My heart, which minutes before had been soaring, sank suddenly like a stone.
“But surely—”
“Never again. It must be that way.” Her voice softened. “But let us part as friends.”
She extended her hand. I put it to my lips and kissed it.
“It is dark out,” I pled. “Let me accompany you home.”
“There is no need for that. I will be safe. I know my way about the streets.”
The hours after Amanda’s departure wer
e tumultuous in my mind. I did not realise then that she would be forever fixed in my consciousness. I did know that my life had changed. I also knew that I had hoped from the beginning that what had just transpired would come to pass. But I had never for a moment thought that it would happen. I felt no guilt or shame at having betrayed Catherine. There was a modicum of fear for my personal safety, but I sensed that Amanda would protect me.
On my bed, I found a handkerchief. Silk with two violets embroidered into the cloth. I wondered if Amanda had left it by design. I vowed to keep it forever.
That night, I dreamed of her, as I often would in the years to come.
The first installment of The Pickwick Papers was published the following morning. Clarence Evans met me at my rooms and escorted me throughout the day. Amanda was dominant in my thoughts. My fantasies ran wild. Geoffrey Wingate would be prosecuted and sent to the gallows. Amanda would be disgraced in the eyes of some. No matter. She understood my cause. She was born of it. Would that I could read the book of her heart. I knew little of it other than I longed for it to be mine.

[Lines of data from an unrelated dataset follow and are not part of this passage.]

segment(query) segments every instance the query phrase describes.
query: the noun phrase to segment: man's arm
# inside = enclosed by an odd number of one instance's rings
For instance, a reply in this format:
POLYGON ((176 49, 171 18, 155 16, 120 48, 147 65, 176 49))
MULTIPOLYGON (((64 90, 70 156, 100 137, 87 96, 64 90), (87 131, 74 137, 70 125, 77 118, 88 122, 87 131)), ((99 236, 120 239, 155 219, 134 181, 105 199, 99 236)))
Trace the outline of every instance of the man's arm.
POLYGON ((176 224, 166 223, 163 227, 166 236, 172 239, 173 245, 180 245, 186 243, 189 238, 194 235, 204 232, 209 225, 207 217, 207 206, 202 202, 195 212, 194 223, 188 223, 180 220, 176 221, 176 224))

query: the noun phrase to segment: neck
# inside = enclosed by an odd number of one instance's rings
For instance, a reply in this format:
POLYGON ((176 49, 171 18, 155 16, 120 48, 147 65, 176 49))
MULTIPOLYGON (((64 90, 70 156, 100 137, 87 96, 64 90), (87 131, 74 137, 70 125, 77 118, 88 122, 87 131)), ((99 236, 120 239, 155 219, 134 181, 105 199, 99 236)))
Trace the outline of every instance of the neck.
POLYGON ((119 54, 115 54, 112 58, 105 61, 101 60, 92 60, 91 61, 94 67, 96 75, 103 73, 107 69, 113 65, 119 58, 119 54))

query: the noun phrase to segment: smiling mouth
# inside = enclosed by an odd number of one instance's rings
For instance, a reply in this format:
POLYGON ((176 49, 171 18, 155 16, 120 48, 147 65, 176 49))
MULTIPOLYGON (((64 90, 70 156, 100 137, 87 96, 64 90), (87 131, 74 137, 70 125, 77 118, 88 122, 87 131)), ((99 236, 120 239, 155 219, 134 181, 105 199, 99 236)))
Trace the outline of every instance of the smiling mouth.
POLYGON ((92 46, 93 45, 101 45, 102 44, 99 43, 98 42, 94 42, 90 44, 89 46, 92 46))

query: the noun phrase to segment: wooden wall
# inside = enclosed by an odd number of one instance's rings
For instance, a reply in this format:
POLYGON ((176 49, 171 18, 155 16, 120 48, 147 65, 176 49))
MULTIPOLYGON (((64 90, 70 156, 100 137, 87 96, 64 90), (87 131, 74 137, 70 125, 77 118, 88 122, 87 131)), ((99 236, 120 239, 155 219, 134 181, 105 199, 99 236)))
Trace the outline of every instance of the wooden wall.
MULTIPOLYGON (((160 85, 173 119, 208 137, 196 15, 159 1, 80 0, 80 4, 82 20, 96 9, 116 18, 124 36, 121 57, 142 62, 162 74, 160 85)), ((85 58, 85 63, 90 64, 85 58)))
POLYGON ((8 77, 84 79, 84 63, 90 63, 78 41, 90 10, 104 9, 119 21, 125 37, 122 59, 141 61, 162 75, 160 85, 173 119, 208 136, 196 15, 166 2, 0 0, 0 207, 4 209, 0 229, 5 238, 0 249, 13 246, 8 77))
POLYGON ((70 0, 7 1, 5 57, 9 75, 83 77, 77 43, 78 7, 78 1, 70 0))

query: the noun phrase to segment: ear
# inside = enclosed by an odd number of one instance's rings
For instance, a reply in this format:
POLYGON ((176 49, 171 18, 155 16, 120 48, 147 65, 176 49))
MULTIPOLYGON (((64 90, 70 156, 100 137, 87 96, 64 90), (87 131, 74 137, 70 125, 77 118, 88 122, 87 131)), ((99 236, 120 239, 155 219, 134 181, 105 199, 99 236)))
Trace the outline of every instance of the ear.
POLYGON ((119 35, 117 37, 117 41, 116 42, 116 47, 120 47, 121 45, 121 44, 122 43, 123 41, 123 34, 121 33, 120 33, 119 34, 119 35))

On Friday morning, Clarence Evans returned to my quarters. Forty hours had passed since Amanda and I had parted.
“Inspector Ellsworth wishes to see you at the Wingate residence,” Evans told me. “He would like you to transcribe the statements of witnesses as he speaks with them.”
The constable was without further knowledge to answer my questions. Had Wingate crumbled and confessed guilt? Had Amanda known more than she acknowledged to me and resolved to tell all? The carriage ride to the Wingate home seemed to last forever. My heart was pounding.
Several more constables were in the parlour with the servant staff when I arrived. I was led to Wingate’s office. Ellsworth looked up from behind the desk and addressed me as I entered.
“They are gone.”
It took a moment for me to grasp the meaning of those simple words.
“Last night, under cover of dark, they fled,” the inspector said.